(2 marzo 1916).
L'AVVOCATO
Domanda la parola il consigliere Cattaneo. Chi parla? L'ex assessore, il membro del comitato esecutivo dell'Esposizione, il difensore, l'accusato, l'accusatore, il consigliere comunale, e l'aspirante al sindacato e quindi al laticlavio? No, parla semplicemente l'avvocato, il prezioso del suo mestiere, il prof. R. G. Cattaneo, docente di diritto alla R. Università. Egli fa dell'arte per l'arte, vuol vincere la sua causa perché un grande avvocato come lui deve vincerle le cause.
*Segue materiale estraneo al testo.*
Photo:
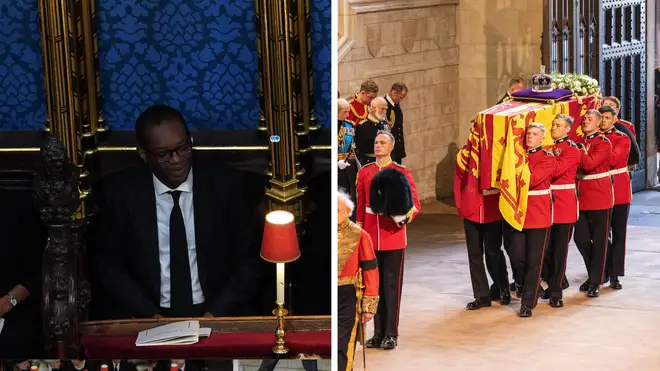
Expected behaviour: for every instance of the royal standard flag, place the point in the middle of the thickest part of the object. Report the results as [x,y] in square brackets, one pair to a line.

Ciò è profondamente ripugnante e disonesto. Si può giustificare l'avvocato di mestiere che, pagato, difende chiunque domanda il suo patrocinio. Si è bensí sentito schifo qualche volta vedendo degli avvocati ridere e mostrarsi dei biglietti di banca, frutto della rapina dei loro clienti, difesi poco prima con le lacrime agli occhi precisamente dell'accusa di quel furto del quale l'avvocato era diventato in parte ricettatore. Ma c'è il sacro diritto della difesa e bisogna rispettarlo, anche se per esso l'untorello che ha per leggerezza o per necessità commesso un fallo debba accontentarsi di un avvocatuzzo d'ufficio, e si permette che dei ladri in grande col frutto del mestiere assoldino legulei di grido che sappiano a dovere muovere gli affetti.
Ma che il rappresentante di un corpo elettorale, il mandatario degli interessi pubblici, ricorra ai sistemi curialeschi anche fuori delle sedi competenti, e abusando della sua forza dialettica (ohibò! quanta esagerazione in fondo), cerchi di ridurre a vana schermaglia di parole vuote di significato una quistione che involge un principio di rettitudine amministrativa e di scrupolosità civica, è demagogico, è abietto.